More On The Architecture & Features
The Mobility Radeon X700 has the same base feature set as ATI's desktop version of the GPU. For a detailed look at the technology behind the X700, we highly recommend taking a look at our article covering the Radeon X700's launch from back in September...
Like its desktop counterpart, the Mobility Radeon X700 is manufactured on TSMC's .11 micron process. And like the Radeon X700, the MR X700 is an 8-pipeline GPU with 6 hardware vertex engines and support for GDDR3 memory (128-bit interface). The Mobility Radeon X700 is also a native PCI Express GPU, linked to the northbridge through an electrical X16 connection that offers more than double the bandwidth of AGP8X. The MR X700 does differ from the standard Radeon X700 in a couple of ways, however. The Mobility Radeon X700's reference clock speeds are 350MHz core / 350MHz memory (Peak Fillrate=2.8GPixels/s | Peak Memory Bandwidth=9.6GB/s) . That's a core clock speed 50MHz lower than the base Radeon X700, and 70MHz lower than the X700 Pro. But be aware that notebook OEMs have some flexibility in this area based on their design's thermal and power requirements. In fact, the Acer TravelMate 8100 we tested had its graphics memory clocked at 300MHz (600MHz DDR), 50MHz lower than ATI's reference clock speed.
The Mobility Radeon X700 also incorporates ATI's PowerPlay 5.0 power management technology. With PowerPlay 5.0 unused portions of the GPU can be shut down to conserve power, clock speeds can be dynamically adjusted, and the PCI Express lane width can be switched from X16 to X1 on-the-fly to conserve power when the maximum bandwidth afforded by a PCI Express X16 slot isn't needed. In a typical usage scenario, ATI claims the Dynamic Lane Count Switching (DLCS) will result in a 30% power savings.

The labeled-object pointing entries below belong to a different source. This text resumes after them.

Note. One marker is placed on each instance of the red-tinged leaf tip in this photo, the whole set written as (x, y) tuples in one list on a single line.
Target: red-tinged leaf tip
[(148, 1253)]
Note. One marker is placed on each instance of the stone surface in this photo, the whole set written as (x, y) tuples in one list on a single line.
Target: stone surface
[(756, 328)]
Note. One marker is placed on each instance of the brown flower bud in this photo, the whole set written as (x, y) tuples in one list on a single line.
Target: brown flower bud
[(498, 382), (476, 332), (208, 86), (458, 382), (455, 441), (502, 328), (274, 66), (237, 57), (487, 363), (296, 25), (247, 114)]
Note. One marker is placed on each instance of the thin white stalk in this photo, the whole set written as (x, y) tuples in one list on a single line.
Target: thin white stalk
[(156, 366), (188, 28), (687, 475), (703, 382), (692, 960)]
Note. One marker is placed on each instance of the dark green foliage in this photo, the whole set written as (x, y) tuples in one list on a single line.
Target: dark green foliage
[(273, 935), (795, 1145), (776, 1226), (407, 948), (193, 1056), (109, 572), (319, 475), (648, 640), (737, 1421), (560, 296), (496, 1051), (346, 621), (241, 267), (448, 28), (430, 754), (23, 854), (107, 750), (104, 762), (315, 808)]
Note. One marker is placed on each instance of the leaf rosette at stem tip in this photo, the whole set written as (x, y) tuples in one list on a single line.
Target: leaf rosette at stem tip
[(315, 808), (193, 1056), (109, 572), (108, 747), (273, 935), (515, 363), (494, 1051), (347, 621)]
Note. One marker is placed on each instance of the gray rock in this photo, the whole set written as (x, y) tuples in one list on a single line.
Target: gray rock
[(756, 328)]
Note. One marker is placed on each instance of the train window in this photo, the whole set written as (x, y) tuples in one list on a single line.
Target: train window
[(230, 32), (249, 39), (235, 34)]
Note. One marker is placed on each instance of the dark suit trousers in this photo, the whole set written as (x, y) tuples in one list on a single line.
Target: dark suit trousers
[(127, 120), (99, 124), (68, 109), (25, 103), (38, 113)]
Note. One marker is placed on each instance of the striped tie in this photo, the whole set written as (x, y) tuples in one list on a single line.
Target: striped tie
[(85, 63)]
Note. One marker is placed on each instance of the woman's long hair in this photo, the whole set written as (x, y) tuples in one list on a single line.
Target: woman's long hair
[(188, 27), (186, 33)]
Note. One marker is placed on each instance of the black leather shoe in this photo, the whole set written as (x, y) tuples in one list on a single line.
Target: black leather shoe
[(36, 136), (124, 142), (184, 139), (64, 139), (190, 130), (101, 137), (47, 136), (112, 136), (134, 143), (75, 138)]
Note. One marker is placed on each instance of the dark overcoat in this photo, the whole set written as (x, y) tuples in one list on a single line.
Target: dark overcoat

Another difference between the Mobility Radeon X700 and its desktop counterparts is its packaging. The Mobility Radeon X700 can be used as a discreet GPU with a separate bank of graphics memory, or it can be incorporated into a notebook design as a multi-chip module with its graphics memory connected directly to the GPU. An AXIOM-TV module that also incorporates ATI's Theater 550 is in the works as well, which should make it an excellent choice for notebooks running Microsoft's Windows XP Media Center Edition.